Reframing saves lives

14th December 2010

Reading “Eating the Big Fish“, a book on planning and how small brands can compete with market leaders, I came across a great story about changing the world through reframing the problem.

Road safety campaigning in Britain in the ’80s wasn’t high on anyone’s radar. Most people were complacent about it and politicians felt they were doing enough. Road deaths were at around 6,000 a year, a figure in line with other countries.

When a group of BBC journalists were brainstorming possible television programmes, they challenged Nick Ross to make a boring subject interesting. You guessed it: road safety.

How did he do this?

Firstly, he reframed the concept of road safety from a statistic to an epidemic (the programme was called “The biggest epidemic of our times”). You can’t do much about a statistic, but an epidemic is a threat to the community that we can all face up to and fight.

Second, he realised he needed to bring the numbers to life. What does 6,000 people a year really mean? So, for the opening of the documentary, he asked the population of a typical British town with a population of 6,000 people to lie down, as if dead. “Every year”, he began, “a town the size of Wallingford dies on British roads”. He went from talking about an abstract number to talking about something that was completely unacceptable.

Thirdly, he changed the language. He shocked the authorities by no longer talking about “saving lives” but instead about “killing”: instead of 6,000, they should aim to only kill 4,000 a year.

He became Chairman of the National Road Safety Committee and in that position eventually managed to get his revised targets accepted.
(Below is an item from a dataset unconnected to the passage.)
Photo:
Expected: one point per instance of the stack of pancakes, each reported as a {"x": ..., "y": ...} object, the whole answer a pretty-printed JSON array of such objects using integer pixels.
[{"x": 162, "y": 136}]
Tighter legislation and greater investment led to the number of deaths to come down to 3,500 at the turn of the milennnium. The momentum has been maintained with deaths down to 2,500.

The UK is now among the leaders in the world for road safety and as a direct consequence British mortality rates to the age of 50 are among the lowest in the world.

I think this demonstrates that understanding human behaviour is a great asset for communicators.